Advantageous markets can be profitable, but only for so long. For years, many in CRE invested at low financing rates and high leverage. As lending has have completely changed, the question is now whether new financing can be had from lenders, or if new rates and conditions make that impossible.

What’s kept multifamily operators in gravy has been just that, an advantageous market. Now market normalization is underway, according to Marcus & Millichap, and apartment demand is feeling economic pressure.

“Following the strongest first quarter on record for multifamily net absorption earlier this year, the metric has now dipped negative in consecutive three-month spans,” the firm said this month. “National vacancy rose from just 2.4 percent in March to 4.1 percent in September. For a historic context, this rate is about 120 basis points below the same month’s average between 2000-2019, but up by the same 120-basis-point margin from one year ago. This indicates a normalization is playing out, after a stretch of historically tight conditions. Fewer people are forming new households amid broad-based uncertainty, hindering rental demand. At the same time, new supply is being delivered at a blistering pace, creating a temporary imbalance.”
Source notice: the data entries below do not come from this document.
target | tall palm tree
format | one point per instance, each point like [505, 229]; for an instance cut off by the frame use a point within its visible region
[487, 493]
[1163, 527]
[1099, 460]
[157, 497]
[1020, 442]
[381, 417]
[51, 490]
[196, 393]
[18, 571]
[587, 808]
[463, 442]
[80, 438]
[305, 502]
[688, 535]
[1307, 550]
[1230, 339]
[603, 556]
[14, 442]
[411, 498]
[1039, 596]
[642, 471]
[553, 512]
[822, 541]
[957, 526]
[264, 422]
Demand drops while new supply is coming online, which means leverage is slipping away. Eventually there will be a rebalancing—and a reckoning. Especially if the Fed’s efforts to stem inflation result, as many think will happen, in a recession.

How do you get blood out of a stone? Or money out of someone who has lost their job? Expect people to move in together, stay with relatives, opt for cheaper properties where they can find them, and reduce demand. Or ask Zillow, which just laid off about 5% of its staff. Maybe it will have five suggestions for landlords.